And hopefully, we'll learn more about other agents, because that's clearly an unmet need for kids, particularly since earlier in the stages of bipolar evolution, mixed states are often very common. And so treating both the juxtaposition of mania and depression, as well as the prevailing mood state and whether it's mania or depression individually, is there very, very important and getting patients quickly to you euthymic states, becomes a kind of an imperative, if you will.
Absolutely. So let me see if I can succinctly wrap up the highlight points that we tried to make here today. So I really want to encourage clinicians to almost adopt the mindset of an investigator or a detective, not just say, well, we could do this or this or this, but to really spend the time, devote the effort and the energy on the front end to establishing as clear a diagnostic impression as possible. For all the reasons we've talked about, Bipolar Disorder and it's comorbidities often have very heterogeneous presentations. Most people with this condition actually have more than just one diagnosis. So you may very well be identifying somebody with Bipolar 2 Disorder, with comorbid ADHD, with comorbid Substance Use Disorder. And so, our work is cut out for us to make as clear and explicit a description of what we think is going on, and what's supported by the family history in the course over time, and what prior treatments have been tried and been successful or not. And certainly, knowing what the patient's priorities are. We talk a lot about patient-reported outcomes these days. And what I think the patient needs may or may not correspond to what they think they need. So we want to get some convergence about that.
And once we've gone through that exercise, and eliminated things that are not relevant, and identified things that are, and talked about the ways in which every patient is like a snowflake with their uniqueness, then we can talk about what is evidence based in terms of pharmacology options. We should do no different with psychotherapy options, frankly, when we're talking about the cognitive dimensions or the interpersonal dimensions, or the impulse control dimensions, but we're tailoring the treatment to a given patient. Of the pharmacologies that are FDA approved, they differ, as we've said, in their breadth of spectrum. Do they treat both highs and lows? Do they have preventative data? Do they work in Bipolar 1 and Bipolar 2? Or just one versus the other? Do they have data in combination with other treatments that have shown synergy as opposed to just hodgepodge randomness? How is the tolerability of agents? How do we help patients understand the potential for side effects and how to navigate them? The time course? There's a lot that goes into this. But the payoff in my view, is the fruits of your labors will be well rewarded on the back end. Once you've gone through this exercise and diagnostic clarification and focusing on the pros and cons of viable evidence-based treatments, we can really craft regimens that have strong rationales and likelihoods for seeing successful outcomes. And as I tell my patients, the one thing I can promise you is a rationale for what I'm going to propose, and that's really the cornerstone of shared decision-making and treatment alliance.
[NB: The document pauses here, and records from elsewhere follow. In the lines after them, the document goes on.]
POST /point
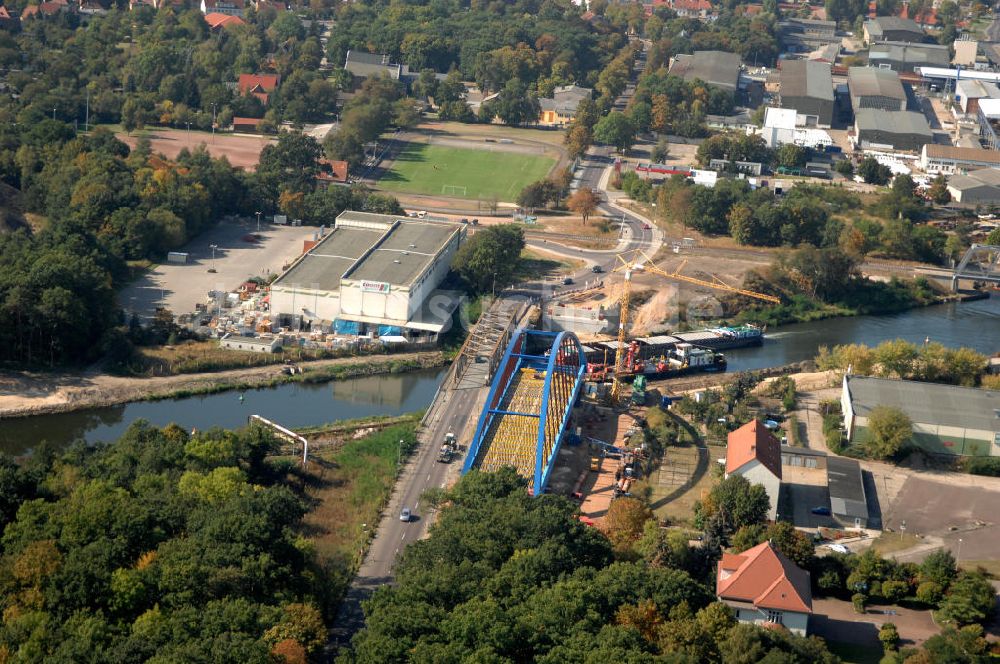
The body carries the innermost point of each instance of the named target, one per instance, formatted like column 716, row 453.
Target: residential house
column 331, row 172
column 893, row 28
column 894, row 130
column 258, row 85
column 231, row 7
column 753, row 452
column 763, row 587
column 951, row 160
column 875, row 88
column 7, row 20
column 807, row 86
column 719, row 69
column 218, row 21
column 363, row 65
column 560, row 109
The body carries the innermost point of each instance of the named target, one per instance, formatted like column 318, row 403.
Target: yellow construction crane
column 640, row 262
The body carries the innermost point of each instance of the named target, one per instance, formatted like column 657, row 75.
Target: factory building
column 807, row 86
column 373, row 274
column 947, row 419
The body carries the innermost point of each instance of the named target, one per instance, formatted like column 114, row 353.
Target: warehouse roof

Anything you want to add to that?
No, you bet. I think that we can't do wrong by making sure that we take the patient's functionally impairing symptoms at heart and really understand how we can build an alliance and utilize that to guide our treatment.
Well, thank you all for joining us today. We hope this conversation and view about perspectives has been helpful to you as practitioners in your work with patients and we'll see you next time.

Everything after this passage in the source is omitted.